FastAPI's lifespan context manager (replacing the old on_event("startup") / on_event("shutdown") pattern) runs code before the first request and after the last request. This is where you initialize and clean up shared resources — database connection pools, Redis clients, HTTP client sessions.

Gunicorn's --graceful-timeout 30 gives workers 30 seconds to finish in-flight requests after receiving SIGTERM. If they don't finish in time, SIGKILL ends them forcefully. Set this high enough for your slowest expected request, but not so high that deploys take forever.

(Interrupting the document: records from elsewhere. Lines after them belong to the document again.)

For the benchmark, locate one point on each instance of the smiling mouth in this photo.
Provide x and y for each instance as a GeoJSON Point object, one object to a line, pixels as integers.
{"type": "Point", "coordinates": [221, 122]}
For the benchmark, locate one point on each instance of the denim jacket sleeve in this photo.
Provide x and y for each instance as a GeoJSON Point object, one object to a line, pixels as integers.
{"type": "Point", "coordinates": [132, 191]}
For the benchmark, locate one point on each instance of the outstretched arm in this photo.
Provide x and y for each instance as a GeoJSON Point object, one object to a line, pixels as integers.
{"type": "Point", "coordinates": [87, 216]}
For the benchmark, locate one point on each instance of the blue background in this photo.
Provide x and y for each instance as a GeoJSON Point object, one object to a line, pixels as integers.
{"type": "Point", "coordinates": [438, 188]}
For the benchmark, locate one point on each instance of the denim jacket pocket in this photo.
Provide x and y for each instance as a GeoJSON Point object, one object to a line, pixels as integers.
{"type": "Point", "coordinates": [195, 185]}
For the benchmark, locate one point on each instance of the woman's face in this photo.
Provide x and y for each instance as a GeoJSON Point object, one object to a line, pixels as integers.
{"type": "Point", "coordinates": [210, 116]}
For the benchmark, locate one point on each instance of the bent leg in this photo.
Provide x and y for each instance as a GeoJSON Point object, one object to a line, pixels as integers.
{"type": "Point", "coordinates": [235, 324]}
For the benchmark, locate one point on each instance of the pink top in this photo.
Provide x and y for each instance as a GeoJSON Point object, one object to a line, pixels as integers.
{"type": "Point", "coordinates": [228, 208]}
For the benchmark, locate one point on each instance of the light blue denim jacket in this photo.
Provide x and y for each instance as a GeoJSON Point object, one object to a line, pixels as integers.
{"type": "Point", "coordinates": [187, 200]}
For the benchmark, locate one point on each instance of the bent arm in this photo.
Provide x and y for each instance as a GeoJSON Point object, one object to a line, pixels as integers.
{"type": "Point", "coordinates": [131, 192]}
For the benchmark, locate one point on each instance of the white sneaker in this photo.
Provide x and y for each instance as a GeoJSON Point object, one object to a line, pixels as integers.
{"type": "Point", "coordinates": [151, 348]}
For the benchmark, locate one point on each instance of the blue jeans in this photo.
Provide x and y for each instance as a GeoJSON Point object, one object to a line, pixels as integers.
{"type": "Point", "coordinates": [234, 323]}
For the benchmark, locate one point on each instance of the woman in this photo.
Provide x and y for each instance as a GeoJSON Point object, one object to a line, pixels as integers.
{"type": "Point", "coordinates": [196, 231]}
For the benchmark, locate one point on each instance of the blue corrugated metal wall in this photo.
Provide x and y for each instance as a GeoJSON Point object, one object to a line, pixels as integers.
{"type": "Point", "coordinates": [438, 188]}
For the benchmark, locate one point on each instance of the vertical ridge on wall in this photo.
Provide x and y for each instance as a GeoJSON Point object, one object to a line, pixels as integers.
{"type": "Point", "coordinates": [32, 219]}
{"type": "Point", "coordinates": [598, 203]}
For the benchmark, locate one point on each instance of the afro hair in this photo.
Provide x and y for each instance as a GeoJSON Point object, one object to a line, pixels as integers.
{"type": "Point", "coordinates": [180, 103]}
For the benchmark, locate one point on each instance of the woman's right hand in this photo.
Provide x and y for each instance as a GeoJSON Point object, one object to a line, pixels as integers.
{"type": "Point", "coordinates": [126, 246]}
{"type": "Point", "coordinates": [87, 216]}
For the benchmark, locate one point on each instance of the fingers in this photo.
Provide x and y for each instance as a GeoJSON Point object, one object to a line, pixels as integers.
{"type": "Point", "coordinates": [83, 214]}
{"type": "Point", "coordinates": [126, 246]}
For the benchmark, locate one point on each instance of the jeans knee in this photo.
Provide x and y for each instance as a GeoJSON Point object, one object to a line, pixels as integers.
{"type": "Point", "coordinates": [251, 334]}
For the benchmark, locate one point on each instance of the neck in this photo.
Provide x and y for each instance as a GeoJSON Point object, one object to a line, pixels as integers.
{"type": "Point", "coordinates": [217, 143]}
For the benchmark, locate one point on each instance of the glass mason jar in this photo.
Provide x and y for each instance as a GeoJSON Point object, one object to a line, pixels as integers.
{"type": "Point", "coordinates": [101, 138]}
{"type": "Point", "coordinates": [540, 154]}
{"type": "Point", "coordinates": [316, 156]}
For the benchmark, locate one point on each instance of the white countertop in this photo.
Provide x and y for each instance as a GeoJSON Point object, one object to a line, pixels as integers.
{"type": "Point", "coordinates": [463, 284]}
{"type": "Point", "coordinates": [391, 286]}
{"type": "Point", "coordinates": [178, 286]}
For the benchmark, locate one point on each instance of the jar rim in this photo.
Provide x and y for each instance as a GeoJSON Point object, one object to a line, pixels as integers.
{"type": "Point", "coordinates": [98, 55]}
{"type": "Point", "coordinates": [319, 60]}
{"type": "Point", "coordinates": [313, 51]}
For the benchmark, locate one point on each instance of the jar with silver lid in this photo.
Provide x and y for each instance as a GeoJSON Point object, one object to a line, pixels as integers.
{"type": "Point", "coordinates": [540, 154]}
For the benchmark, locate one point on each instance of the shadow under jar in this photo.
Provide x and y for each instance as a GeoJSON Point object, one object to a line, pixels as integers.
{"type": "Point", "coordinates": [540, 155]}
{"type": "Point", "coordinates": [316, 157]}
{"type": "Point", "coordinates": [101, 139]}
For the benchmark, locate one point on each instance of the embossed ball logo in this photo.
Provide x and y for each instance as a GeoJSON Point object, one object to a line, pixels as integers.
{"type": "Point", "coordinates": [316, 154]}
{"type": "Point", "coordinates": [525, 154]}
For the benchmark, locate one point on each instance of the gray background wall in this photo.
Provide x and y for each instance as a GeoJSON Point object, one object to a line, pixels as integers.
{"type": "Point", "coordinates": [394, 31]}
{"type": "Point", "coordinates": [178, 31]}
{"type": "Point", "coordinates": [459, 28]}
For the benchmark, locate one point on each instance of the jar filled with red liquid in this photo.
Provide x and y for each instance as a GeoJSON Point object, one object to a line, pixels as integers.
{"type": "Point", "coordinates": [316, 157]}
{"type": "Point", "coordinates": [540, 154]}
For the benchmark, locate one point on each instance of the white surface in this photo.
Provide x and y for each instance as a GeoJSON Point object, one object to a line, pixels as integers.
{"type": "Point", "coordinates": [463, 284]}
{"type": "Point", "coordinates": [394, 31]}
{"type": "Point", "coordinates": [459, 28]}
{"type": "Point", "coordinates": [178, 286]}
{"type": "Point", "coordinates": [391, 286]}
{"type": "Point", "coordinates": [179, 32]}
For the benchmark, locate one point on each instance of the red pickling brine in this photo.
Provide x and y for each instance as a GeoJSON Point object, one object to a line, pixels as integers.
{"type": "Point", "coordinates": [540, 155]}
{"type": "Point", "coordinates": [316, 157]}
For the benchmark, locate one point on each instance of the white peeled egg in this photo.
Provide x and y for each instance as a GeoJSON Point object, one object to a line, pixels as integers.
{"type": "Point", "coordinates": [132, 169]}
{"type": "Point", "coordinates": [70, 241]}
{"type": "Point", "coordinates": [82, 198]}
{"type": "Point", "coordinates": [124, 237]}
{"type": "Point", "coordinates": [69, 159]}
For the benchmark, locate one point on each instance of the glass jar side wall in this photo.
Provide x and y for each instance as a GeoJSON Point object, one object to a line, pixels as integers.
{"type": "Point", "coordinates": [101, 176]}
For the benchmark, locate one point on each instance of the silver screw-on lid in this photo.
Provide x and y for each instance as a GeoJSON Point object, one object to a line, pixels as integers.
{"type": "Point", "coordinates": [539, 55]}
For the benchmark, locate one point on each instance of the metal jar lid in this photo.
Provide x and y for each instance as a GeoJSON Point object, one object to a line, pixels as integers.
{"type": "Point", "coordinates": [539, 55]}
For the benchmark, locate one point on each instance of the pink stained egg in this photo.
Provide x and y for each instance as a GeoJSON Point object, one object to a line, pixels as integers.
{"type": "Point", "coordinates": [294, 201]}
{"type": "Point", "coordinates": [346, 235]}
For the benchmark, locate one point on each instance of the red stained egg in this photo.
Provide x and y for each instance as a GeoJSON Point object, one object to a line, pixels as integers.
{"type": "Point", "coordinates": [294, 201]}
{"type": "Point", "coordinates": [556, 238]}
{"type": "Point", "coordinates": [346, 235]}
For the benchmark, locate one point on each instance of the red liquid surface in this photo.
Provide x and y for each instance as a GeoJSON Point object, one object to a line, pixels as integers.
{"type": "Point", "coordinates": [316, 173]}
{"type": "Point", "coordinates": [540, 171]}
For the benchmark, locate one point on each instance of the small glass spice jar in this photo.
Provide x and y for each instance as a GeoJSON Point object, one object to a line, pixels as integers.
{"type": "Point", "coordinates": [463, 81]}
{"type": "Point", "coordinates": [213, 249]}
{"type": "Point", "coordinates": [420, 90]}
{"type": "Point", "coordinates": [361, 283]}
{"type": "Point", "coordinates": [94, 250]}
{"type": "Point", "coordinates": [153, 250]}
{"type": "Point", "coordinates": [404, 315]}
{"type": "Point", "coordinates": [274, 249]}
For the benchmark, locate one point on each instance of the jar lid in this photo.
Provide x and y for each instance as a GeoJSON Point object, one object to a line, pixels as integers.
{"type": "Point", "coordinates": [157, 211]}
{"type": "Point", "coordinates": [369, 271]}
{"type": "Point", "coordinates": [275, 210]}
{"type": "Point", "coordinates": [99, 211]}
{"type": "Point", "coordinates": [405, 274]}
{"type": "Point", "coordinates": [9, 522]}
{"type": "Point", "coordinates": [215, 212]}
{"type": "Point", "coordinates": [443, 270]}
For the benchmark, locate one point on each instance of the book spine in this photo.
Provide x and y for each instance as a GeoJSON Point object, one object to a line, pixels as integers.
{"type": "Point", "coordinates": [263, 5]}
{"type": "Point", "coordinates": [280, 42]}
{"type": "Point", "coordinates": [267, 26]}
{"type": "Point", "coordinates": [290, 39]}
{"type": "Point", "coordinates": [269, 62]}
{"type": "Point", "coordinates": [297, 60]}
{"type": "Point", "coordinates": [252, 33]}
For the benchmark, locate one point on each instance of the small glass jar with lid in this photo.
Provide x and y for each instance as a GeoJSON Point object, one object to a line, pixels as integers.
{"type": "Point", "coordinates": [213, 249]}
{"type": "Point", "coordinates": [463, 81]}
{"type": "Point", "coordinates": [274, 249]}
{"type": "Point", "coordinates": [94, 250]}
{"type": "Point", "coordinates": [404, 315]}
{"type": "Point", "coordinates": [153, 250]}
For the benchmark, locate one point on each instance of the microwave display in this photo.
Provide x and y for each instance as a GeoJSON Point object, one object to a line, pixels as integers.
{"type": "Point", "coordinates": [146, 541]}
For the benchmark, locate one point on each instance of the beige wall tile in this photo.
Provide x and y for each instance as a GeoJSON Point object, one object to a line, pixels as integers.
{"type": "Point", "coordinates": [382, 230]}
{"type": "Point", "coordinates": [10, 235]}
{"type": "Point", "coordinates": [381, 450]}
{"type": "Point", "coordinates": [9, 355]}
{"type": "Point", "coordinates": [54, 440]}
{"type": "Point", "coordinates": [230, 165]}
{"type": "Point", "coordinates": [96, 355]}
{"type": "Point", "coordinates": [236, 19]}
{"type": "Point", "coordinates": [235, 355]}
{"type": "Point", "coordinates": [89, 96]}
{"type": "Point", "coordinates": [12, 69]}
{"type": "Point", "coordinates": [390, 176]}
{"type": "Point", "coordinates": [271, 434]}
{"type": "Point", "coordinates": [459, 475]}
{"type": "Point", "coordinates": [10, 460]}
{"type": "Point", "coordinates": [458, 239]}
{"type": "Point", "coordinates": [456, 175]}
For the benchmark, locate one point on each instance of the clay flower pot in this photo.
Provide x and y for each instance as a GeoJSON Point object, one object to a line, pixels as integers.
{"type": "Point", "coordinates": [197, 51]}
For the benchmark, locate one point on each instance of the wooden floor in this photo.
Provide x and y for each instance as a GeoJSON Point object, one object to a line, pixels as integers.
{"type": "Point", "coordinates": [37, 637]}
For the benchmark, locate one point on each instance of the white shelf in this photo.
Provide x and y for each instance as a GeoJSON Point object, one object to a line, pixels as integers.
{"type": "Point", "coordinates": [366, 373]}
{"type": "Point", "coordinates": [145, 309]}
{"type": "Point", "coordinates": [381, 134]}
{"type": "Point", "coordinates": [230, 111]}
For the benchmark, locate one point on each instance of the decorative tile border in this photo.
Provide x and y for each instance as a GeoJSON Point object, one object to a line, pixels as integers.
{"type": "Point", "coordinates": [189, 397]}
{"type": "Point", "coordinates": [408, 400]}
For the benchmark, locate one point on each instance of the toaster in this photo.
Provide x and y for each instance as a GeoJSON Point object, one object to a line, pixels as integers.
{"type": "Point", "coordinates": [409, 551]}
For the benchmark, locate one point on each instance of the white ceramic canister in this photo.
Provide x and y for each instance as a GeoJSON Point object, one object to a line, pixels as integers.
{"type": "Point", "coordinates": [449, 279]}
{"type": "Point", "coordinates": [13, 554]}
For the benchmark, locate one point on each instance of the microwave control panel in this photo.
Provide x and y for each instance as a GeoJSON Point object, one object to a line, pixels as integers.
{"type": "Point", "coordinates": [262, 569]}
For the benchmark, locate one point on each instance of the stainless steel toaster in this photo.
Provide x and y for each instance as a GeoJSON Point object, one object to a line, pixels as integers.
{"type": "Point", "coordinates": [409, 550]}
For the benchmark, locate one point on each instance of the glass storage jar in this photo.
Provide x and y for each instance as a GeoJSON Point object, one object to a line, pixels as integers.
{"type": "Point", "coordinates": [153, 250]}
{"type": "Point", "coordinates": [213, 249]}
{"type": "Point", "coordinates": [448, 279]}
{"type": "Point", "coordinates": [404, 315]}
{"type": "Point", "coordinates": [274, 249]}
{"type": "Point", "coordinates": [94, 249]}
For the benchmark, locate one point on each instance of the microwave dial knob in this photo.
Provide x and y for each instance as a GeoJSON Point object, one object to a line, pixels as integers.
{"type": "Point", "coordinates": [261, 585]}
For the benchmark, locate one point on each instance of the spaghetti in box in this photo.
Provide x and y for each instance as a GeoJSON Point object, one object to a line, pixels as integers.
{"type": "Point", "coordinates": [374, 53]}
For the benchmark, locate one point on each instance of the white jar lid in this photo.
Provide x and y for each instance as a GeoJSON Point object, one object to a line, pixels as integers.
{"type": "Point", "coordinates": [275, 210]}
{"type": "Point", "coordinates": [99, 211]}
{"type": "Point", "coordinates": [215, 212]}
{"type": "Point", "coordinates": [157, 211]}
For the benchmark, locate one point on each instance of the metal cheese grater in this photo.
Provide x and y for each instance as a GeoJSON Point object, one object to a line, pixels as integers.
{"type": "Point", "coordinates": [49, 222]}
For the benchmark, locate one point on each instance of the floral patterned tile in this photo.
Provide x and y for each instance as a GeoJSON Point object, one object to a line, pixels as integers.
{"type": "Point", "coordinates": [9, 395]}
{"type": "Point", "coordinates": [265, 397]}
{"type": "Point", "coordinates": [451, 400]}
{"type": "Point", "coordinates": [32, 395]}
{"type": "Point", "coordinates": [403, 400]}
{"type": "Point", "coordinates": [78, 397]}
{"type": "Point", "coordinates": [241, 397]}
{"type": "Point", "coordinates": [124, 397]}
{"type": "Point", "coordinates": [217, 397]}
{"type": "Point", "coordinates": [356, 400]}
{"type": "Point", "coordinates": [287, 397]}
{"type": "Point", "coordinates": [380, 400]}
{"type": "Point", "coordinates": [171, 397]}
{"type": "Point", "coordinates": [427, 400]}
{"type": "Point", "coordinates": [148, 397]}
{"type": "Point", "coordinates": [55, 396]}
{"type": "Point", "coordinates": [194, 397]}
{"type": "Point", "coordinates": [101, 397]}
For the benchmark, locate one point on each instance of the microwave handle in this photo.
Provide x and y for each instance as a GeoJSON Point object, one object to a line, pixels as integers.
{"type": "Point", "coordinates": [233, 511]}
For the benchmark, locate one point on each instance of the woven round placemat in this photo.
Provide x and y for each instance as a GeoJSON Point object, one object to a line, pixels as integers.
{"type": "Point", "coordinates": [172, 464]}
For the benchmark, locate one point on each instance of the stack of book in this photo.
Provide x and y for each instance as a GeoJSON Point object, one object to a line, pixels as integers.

Structured Logging — JSON or Go Home

In development, human-readable logs are fine:

2026-02-23 14:30:22 - INFO - User alice@example.com logged in

In production, you need structured (JSON) logs that log aggregation tools can parse, index, and query:

import logging
import json
from datetime import datetime, timezone

class JSONFormatter(logging.Formatter):
    def format(self, record):
        log_entry = {
            "timestamp": datetime.now(timezone.utc).isoformat(),
            "level": record.levelname,
            "logger": record.name,
            "message": record.getMessage(),
            "module": record.module,
            "function": record.funcName,
            "line": record.lineno,
        }
        if record.exc_info and record.exc_info[0]:
            log_entry["exception"] = self.formatException(record.exc_info)
        if hasattr(record, "request_id"):
            log_entry["request_id"] = record.request_id
        return json.dumps(log_entry)

def setup_logging(level: str = "INFO"):
    handler = logging.StreamHandler()
    handler.setFormatter(JSONFormatter())
    root = logging.getLogger()
    root.handlers.clear()
    root.addHandler(handler)
    root.setLevel(getattr(logging, level.upper()))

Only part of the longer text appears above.